If emotional repertories are to be understood, they need to be placed in the context of the set of norms that predominate in the emotional regime. Especially, because the battles conquered by the female subject were always placed inside the battles of the Revolution. Nothing outside of it.

 I am borrowing the term “emotional regime” from the historian William Reddy, which he defines as “the set of normative emotions and the official rituals, practices, and emotives that express and inculcate them” (The Navigation of Feeling 129). For example, the compulsory and massive acts of repudiation against Cubans leaving through The Mariel boatlift are a clear proof of the existence of an official emotional regime at the time. In periods of crisis under authoritarian regimes, it is feasible to advance the existence of an emotional regime with reduced flexibility. Another historian, Peter Stearns, focuses on the social factors that determine and delimit the manner in which emotions are expressed, which he calls cultural standards or emotionology. He notes that culture is more accessible than experience and “it is important in its own right, because it affects public policies and behaviors, including the law; and it normally affects actual emotional evaluations including self-e valuations and actual experience as well” (Anger: The Struggle for Emotional Control in America's History 262). In the Cuban case, on many occasions the autobiographic character in fictional narrative is taken as the non-official (real) counterpart to the official (at times considered fictional): “Estoy segura que si alguien toma los cuentos que se escribieron en aquella época y los periódicos que se publicaron, va a saber mucho más sobre la realidad por los cuentos que por los periódicos” Karla Suárez (Hormilla, Palabras sin velo 216).

"Aniversario"

The point of entry for this combination of emotional evaluations in history and in literature is for me this short story called “Aniversario”. The short story’s time and place coincides with the commemoration of the Moncada’s assault on July 26, 1993. That day, Fidel Castro announced the legalization of the dollar, and “Aniversario” accounts for the generalized sense of inequity that began to grow. Coinciding in time and place with the historical event, “Aniversario” frames an emotional strategy that contests the official emotional regime.
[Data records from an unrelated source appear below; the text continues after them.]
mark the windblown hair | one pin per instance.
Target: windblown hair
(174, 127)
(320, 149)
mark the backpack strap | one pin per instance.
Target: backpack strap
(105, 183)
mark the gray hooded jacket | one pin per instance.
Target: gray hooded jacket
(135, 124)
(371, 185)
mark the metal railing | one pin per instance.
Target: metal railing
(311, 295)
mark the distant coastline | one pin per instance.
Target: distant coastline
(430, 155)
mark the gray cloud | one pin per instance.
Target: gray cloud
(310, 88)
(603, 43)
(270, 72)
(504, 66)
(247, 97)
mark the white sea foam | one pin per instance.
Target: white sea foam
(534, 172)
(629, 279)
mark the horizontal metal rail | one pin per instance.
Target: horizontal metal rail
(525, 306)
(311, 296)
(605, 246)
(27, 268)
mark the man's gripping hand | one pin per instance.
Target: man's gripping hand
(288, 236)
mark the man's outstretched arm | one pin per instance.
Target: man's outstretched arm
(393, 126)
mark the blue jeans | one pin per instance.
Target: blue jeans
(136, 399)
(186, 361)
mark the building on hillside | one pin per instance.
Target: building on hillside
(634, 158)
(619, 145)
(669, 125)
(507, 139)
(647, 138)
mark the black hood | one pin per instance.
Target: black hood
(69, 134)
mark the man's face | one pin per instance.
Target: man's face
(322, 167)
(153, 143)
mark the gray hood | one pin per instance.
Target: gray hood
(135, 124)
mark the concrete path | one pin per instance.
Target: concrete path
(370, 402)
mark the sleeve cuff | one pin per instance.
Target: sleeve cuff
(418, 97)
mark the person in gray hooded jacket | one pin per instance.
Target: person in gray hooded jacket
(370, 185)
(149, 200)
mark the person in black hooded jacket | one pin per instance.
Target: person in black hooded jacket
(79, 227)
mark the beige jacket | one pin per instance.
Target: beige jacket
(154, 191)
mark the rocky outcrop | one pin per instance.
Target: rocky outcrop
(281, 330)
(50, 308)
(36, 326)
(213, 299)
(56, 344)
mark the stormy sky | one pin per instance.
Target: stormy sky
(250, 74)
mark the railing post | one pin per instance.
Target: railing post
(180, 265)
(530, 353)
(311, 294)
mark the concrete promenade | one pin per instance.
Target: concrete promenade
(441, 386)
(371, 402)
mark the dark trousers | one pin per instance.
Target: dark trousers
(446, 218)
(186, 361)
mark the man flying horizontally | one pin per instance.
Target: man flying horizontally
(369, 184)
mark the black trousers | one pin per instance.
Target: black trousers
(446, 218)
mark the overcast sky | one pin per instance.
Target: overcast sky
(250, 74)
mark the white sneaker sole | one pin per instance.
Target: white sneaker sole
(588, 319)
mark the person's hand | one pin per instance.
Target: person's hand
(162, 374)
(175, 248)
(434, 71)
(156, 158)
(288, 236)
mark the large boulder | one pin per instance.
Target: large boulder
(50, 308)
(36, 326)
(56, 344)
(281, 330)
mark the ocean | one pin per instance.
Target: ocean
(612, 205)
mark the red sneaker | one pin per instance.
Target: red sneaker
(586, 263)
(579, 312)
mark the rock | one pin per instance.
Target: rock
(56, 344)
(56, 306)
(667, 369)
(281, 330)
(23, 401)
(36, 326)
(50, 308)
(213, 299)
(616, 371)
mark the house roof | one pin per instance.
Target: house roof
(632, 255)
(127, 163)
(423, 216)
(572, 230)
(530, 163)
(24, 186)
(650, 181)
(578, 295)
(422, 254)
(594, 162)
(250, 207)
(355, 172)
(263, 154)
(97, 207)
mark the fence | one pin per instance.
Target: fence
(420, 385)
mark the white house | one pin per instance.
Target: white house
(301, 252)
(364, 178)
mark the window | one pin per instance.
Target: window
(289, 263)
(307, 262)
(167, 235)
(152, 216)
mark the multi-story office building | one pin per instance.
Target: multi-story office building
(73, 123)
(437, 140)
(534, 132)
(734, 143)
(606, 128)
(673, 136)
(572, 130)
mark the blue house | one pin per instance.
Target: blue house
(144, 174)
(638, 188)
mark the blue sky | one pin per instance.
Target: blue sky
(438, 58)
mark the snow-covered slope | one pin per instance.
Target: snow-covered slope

The short story is a monologue/phone conversation in which a woman in a hotel room tells the other one, apparently a friend, her experience of the 40th anniversary of the Moncada Assault, hence the name “Aniversario”. The short story uses the official repertoire that often privileges “happiness”, but subverts the conceptual parameters that support it. In this case, it isn’t the idea that happiness cannot be bought that the story conveys, but rather, that purchasing power permits misinterpretations, “malas lecturas”.  This story offers an opportunity to contrast the 40th anniversary discourse –the time of the story—with the discourse present in the story itself. That would allow us to access the emotional regime lexicons together with the lexicons present in the narrative text. In both texts the emotional lexicons that predominate are happiness and joy. “Aniversario”, however, constructs through this emotion a distance between the subject and the reality. This is the punctum of the story, physical and affective distance.